In one experience, DiAngelo met a woman from Germany who’d lived in the US for 23 years. In her youth, the woman never learned about race or racism, and no black people lived in her town.
The author asked her if she may have unknowingly adopted any racist ideas after living in the US or from watching American movies. But this was enough to make the woman explode in anger and promise never to come to another workshop.
This isn’t the only experience DiAngelo has had with white fragility while on her travels. She’s familiar with simple questions with only a hint at a white person having unaccounted for racist ideas leading to angry outbursts like this one.
Unfortunately, this is a hallmark of white fragility that keeps us from bringing racism out in the light so we can stamp it out. Not only does it shut off all conversation after an incident like this occurs, it likely prevents some from even happening in the first place.
If we want to solve this awful problem, we must set aside our pride and admit where we might be wrong, even if it hurts. Because for all the pain white people may feel at it, people of color are suffering far greater torments than any white person can imagine.
White Fragility Review
This book really opened my eyes.
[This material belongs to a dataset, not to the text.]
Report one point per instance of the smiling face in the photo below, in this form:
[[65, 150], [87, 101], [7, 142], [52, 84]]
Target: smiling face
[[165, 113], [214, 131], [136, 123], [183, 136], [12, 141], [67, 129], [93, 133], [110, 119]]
I had no idea that racism was this bad and I only hope I can help tear it down. Although it felt a little intense at times, White Fragility may be the kind of book that people need to read to finally understand and annihilate inequality.
Who would I recommend the White Fragility summary to?
The 61-year-old who doesn’t think he’s racist but won’t talk about it, the 35-year-old black woman who’s curious to learn why it’s so hard for white people to talk about race, and every white person who cares to try to help end systemic racism.